- Born: 1940 (age 85–86) Lebanon
- Occupations: Politician, Founder of the Independent Nasserist Movement (Al-Mourabitoun)
- Years active: 1957–present
- Era: Lebanese Civil War, post-independence Lebanon
- Known for: Leadership during Lebanese Civil War, alliance with Palestine Liberation Organization (PLO)
- Notable work: Leadership during Lebanese Civil War, alliance with Palestine Liberation Organization (PLO)

= Ibrahim Kulaylat =

Lebanese politician

Ibrahim Kulaylat (إبراهيم قليلات; born 1940) is a Lebanese politician and founder of the Independent Nasserist Movement (known as Al-Mourabitoun), established in 1957-58. He organized a multi-confessional militia, consisted specially of Sunni, Shia Muslims and left-wing Christians. This militia numbered more than 3,000 fighters and took an active part in the Lebanese War of 1982 in alliance with the Palestine Liberation Organization (PLO) led by Yasser Arafat, also cooperating with the other left-wing parties to form the Lebanese National Movement against the parties of the Lebanese right with Christian majority.

In 1982 al-Mourabitoun militia defended Beirut, besieged by the Israeli army over a period of 3 months. It continued its dogged resistance to the occupation up to the withdrawal of Israeli troops from the Lebanese capital.

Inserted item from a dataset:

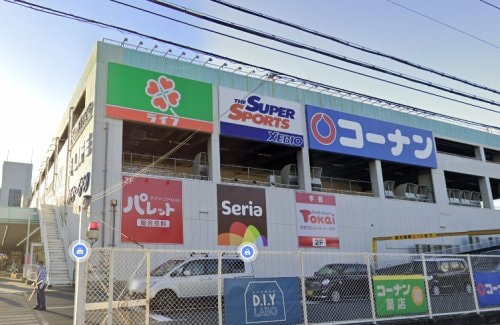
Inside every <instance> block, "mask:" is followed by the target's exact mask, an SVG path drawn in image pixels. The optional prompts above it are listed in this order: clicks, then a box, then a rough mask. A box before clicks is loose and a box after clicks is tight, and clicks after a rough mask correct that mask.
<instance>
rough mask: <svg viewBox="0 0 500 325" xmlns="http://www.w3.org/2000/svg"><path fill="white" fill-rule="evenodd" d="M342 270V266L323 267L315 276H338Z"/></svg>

In 1985 his former allies in the Progressive Socialist Party and the Amal group, under pressure from the Syrian government, took advantage of his exile in France and turned against him after he had allied himself with the Lebanese Army.

From that time onwards, he chose exile and did not play a part in the Lebanese political scene. In 2001, his party was reorganised and renewed its alliances with the other Lebanese parties, but since the intensification of the political crisis in Lebanon and following the murder of Lebanese ex-Prime Minister Rafic Hariri, numerous rumours hinted at his return to the country.